How Do These Tests Work

  1. The tests are all run through Go test via the main_test.go file. Each directory prefixed by case- is a subtest, for example, TestEnvoy/case-basic and TestEnvoy/case-wanfed-gw.
  2. The real framework for this test suite lives in run-tests.sh. Under the hood, main_test.go just runs run-tests.sh with various arguments.
  3. The tests use your local code by building a Docker image from your local directory just before executing. Note: this is implemented as the docker-envoy-integ Makefile target which is a prerequisite to the test-envoy-integ target, so if you are running the tests by invoking run-tests.sh or go test manually, be sure to rebuild the Docker image to ensure you are running your latest code.
  4. The tests run Docker containers connected by a shared Docker network. All tests have at least one Consul server running and then depending on the test case they will spin up additional services or gateways. Some tests run multiple Consul servers to test multi-DC setups. See the case-wanfed-gateway test for an example of this.
  5. At a high level, tests are set up by executing the setup.sh script in each directory. This script uses helper functions defined in helpers.bash. Once the test case is set up, the validations in verify.bats are run.
  6. If there exists a vars.sh file in the top-level of the case directory, the test runner will source it prior to invoking the run_tests, test_teardown and capture_logs phases of the test scenario.
  7. If there exists a capture.sh file in the top-level of the case directory, it will be executed after the test is done, but prior to the containers being removed. This is useful for capturing logs or Envoy snapshots for debugging test failures.
  8. Any files matching the *.hcl glob will be copied to the container $WORKDIR/$CLUSTER/consul directory prior to running the tests. This is useful for defining Consul configuration for each agent process to load on start up.
  9. In CI, the tests are executed against different Envoy versions and with both XDS_TARGET=client and XDS_TARGET=server. If set to client, a Consul server and client are run, and services are registered against the client. If set to server, only a Consul server is run, and services are registered against the server. By default, XDS_TARGET is set to server. See this comment for more information.
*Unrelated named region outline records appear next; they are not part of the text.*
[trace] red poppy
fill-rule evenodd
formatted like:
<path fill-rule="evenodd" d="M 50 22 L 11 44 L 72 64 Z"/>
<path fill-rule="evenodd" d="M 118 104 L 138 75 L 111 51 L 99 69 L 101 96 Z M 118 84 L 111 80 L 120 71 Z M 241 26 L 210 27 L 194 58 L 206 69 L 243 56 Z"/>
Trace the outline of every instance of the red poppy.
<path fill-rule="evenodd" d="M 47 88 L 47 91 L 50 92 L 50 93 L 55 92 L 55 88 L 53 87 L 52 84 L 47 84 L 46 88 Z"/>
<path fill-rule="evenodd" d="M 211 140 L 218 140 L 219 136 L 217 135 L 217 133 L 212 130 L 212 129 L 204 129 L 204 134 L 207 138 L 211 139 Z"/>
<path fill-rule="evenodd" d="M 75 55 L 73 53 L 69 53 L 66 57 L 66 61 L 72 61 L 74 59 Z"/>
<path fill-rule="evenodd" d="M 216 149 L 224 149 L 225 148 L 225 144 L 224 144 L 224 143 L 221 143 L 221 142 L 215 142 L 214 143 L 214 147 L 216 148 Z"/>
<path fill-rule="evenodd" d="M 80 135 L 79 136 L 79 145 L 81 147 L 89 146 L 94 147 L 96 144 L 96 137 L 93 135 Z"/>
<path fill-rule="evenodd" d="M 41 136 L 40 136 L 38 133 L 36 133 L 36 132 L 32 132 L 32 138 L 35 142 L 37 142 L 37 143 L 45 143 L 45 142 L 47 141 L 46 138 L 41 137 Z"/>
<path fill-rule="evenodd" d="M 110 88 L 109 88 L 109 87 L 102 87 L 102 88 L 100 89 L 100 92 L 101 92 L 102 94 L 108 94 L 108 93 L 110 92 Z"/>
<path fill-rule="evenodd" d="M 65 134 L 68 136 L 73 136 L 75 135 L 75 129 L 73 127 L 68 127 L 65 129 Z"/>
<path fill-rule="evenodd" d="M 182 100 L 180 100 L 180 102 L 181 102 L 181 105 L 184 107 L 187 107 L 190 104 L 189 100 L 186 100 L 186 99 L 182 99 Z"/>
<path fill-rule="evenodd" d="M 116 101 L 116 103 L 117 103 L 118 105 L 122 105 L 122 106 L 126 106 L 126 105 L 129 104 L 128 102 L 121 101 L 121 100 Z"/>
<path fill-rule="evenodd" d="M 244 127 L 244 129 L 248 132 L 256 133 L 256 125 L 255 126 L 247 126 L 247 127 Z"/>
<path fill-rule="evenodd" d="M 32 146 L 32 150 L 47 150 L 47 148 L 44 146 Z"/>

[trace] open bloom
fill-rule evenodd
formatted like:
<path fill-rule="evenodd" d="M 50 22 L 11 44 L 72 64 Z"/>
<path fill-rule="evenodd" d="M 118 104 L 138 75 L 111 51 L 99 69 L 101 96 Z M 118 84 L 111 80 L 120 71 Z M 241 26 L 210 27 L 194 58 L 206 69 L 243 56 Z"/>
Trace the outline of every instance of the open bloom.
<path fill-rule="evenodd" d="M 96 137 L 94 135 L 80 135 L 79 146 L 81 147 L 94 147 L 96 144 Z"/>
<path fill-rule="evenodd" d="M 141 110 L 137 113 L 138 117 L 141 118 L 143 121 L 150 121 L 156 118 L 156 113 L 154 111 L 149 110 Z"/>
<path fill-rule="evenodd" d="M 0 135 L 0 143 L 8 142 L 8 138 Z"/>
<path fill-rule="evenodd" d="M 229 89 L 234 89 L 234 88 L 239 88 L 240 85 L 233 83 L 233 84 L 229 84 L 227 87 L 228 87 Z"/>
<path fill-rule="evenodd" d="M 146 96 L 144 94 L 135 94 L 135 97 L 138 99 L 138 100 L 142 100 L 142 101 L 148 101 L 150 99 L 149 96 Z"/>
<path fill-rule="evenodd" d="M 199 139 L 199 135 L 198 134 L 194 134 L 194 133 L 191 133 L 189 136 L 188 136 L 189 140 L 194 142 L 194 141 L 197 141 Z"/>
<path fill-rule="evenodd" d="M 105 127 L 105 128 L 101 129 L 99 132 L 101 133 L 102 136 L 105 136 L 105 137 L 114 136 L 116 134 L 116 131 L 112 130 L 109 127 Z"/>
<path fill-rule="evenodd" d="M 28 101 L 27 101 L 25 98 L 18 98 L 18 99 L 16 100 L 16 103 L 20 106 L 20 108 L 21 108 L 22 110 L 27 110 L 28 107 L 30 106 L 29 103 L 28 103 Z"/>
Investigating Test Failures

  • When tests fail in CI, logs and additional debugging data are available in the artifacts of the test run.
  • You can re-run the tests locally by running make test-envoy-integ GO_TEST_FLAGS="-run TestEnvoy/<case-directory>" where <case-directory> is replaced with the name of the directory, e.g. case-basic.
  • Locally, all the logs of the failed test will be available in workdir in this directory.
  • You can run with DEBUG=1 to print out all the commands being run, e.g. DEBUG=1 make test-envoy-integ GO_TEST_FLAGS="-run TestEnvoy/case-basic".
  • If you want to prevent the Docker containers from being spun down after test failure, add a sleep 9999 to the verify.bats test case that's failing.

Creating a New Test

Below is a rough outline for creating a new test. For the example, assume our test case will be called my-feature.

  1. Create a new directory named case-my-feature
  2. If the test involves multiple datacenters/clusters, create a separate subdirectory for each cluster (eg. case-my-feature/{dc1,dc2})
  3. Add any necessary configuration to *.hcl files in the respective cluster subdirectory (or the test case directory when using a single cluster).
  4. Create a setup.sh file in the case directory
  5. Create a capture.sh file in the case directory
  6. Create a verify.bats file in the case directory
  7. Populate the setup.sh, capture.sh and verify.bats files with the appropriate code for running your test, validating its state and capturing any logs or snapshots.